On Monday, I sat down with my 2 boys and read them a copy of “Free at Last! The Story of Martin Luther King, Jr.” I read to them about the bus boycotts and the March on Washington. I tried to explain to my 5-and almost 7-year-old boys that sometimes people are so uncomfortable with a group of people that they will do anything they can to keep them down.
My 7-year-old said that Martin Luther King, Jr. lived a long time ago and those things were in the past. But I feel like it’s still a current issue. A startling example in my mind is how the powers that be in Arizona are doing everything they can to keep Latinos down.
Last year, the state passed a law giving police the power to ask anyone stopped for any reason to show proof of citizenship. Just like poll taxes and voting tests in the old South, it’s portrayed as a non-discriminatory measure when in fact it’s clearly intended to be used against a specific group. Does anyone really think that the police in Arizona are going to ask a white person in Scottsdale for their green card or passport? When’s the last time you carried “proof of citizenship” when you walked down the street?
Now, the state is threatening to take away 10 percent of state funding from the Tucson Unified School District if it doesn’t shut down its Mexican-American Studies program. That’s $15 million for a school district already facing financial hardship.
The Mexican-American Studies program came under fire last year after Arizona’s Attorney General Tom Horne (he was the state superintendent of schools at the time) introduced a law that makes it illegal to teach resentment against another race or to have a class that’s specific to one race or ethnicity.
It wouldn’t be so offensive if it affected other ethnic studies classes, but according to the New York Times, no other programs were looked at because no one complained. The only one complaining was Horne and he had the power to force a shut down.
Just like Arizona’s immigration law, I don’t know how this can be called anything but racist. First you tell kids that they have to watch out because they could be questioned by police just because of the color of their skin. Then you tell them that they can’t learn about their heritage because some people don’t like it.

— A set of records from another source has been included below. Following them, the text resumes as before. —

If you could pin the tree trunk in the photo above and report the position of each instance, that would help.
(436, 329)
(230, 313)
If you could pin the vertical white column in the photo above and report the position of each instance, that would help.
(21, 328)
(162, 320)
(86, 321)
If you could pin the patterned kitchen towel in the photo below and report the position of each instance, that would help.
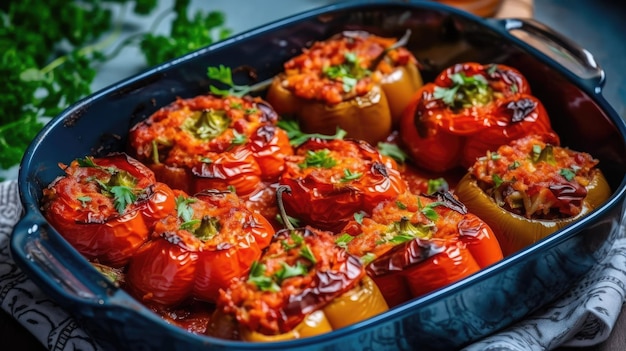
(584, 317)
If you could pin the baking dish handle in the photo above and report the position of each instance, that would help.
(576, 59)
(50, 263)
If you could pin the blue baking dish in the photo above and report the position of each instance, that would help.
(564, 76)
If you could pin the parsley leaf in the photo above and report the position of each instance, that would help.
(122, 197)
(343, 240)
(348, 175)
(297, 136)
(187, 33)
(318, 158)
(393, 151)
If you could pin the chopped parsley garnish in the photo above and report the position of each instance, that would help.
(358, 217)
(567, 173)
(465, 91)
(348, 175)
(349, 72)
(206, 124)
(298, 242)
(120, 186)
(514, 165)
(393, 151)
(343, 240)
(239, 139)
(84, 200)
(403, 231)
(543, 155)
(287, 271)
(497, 180)
(260, 280)
(183, 210)
(319, 159)
(122, 197)
(437, 184)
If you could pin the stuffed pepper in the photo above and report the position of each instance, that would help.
(332, 179)
(212, 142)
(468, 109)
(356, 81)
(415, 244)
(105, 207)
(210, 240)
(530, 188)
(304, 285)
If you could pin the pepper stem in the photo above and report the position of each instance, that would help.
(281, 206)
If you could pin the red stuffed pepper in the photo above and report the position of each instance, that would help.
(303, 285)
(530, 188)
(468, 109)
(331, 180)
(355, 81)
(212, 142)
(416, 244)
(197, 251)
(105, 207)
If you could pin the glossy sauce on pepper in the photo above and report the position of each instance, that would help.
(301, 271)
(339, 68)
(535, 178)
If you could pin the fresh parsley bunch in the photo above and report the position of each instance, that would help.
(50, 51)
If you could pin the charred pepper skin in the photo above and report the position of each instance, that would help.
(331, 180)
(525, 167)
(212, 142)
(194, 256)
(320, 294)
(468, 109)
(416, 244)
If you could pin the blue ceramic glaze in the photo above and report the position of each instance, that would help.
(446, 319)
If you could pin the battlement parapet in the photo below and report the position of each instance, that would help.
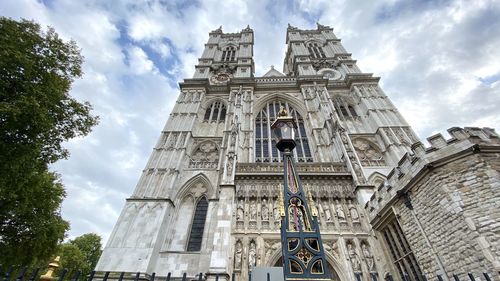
(412, 166)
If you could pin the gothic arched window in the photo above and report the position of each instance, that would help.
(216, 112)
(345, 110)
(265, 146)
(198, 225)
(315, 50)
(229, 54)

How do I explain that to my kids? This isn’t in the distant past. It’s happening now and it’s happening in a place my kids love to go.
After SB1070 passed, I took my kids and husband with me to march in the May Day Rally in downtown Los Angeles. My kids were too little to understand that we were protesting an unfair law in the state where their Nana and Papi live. That we care about the rights of all people not just the ones who look like us.
I can talk all I want about Arizona, but the fact is, I don’t live there anymore. So I called my friend Olivia, who is Mexican-American and a champion for education in the state, to get her opinion on what is going on there. She had such a different take in on the issue, I was completely taken aback.
Yes, it’s bad that they are cutting the program, she said, but TUSD has already cut art and PE programs. If Mexican-American Studies program continues to be taught, the district could lose $15 million. It’s a disproportionate amount of money to what the program costs, and it’s unfair, but that amount of money is significant.
She said the education issues they have to deal with are so monumental, that frankly, the Mexican-American studies program is at the bottom of the heap.
Arizona is ranked 49th (above only Arkansas) in spending per child on education. She’s not so much concerned with the statement that getting rid of ethnic studies makes as she is with making sure that kids have basic math and reading skills.
And, of course, it’s not just this issue that has the country looking at Arizona. SB1070 made international news. Immigration is a heated debate, but now so is gun control after Jared Loughner shot and killed 6 people, including a 9-year-old girl, and injured 13 others, including Rep. Gabrielle Giffords. Arizona has some of the most lenient gun laws in the country, a fact that has been reported over and over on the evening news.
Olivia said she doesn’t want the program cut, but she asked the question, Is it worth $15 million to keep it?
In her view, the way to fight these things is to give kids a good education at school. Teach them about their culture at home, she said. Raise them to be good, intelligent citizens who will vote against the kind of regime that is destroying her state.
I see her point, but I still despair that an underfunded school district would be forced to make that choice. Kids need math and reading skills, but they also need to learn about history, society, and the world we live in, both good and bad. I want our kids to understand that our country can do amazing things, but that we need to be vigilant to make sure the rights of all people are respected.
Now, that is something I can tell my kids.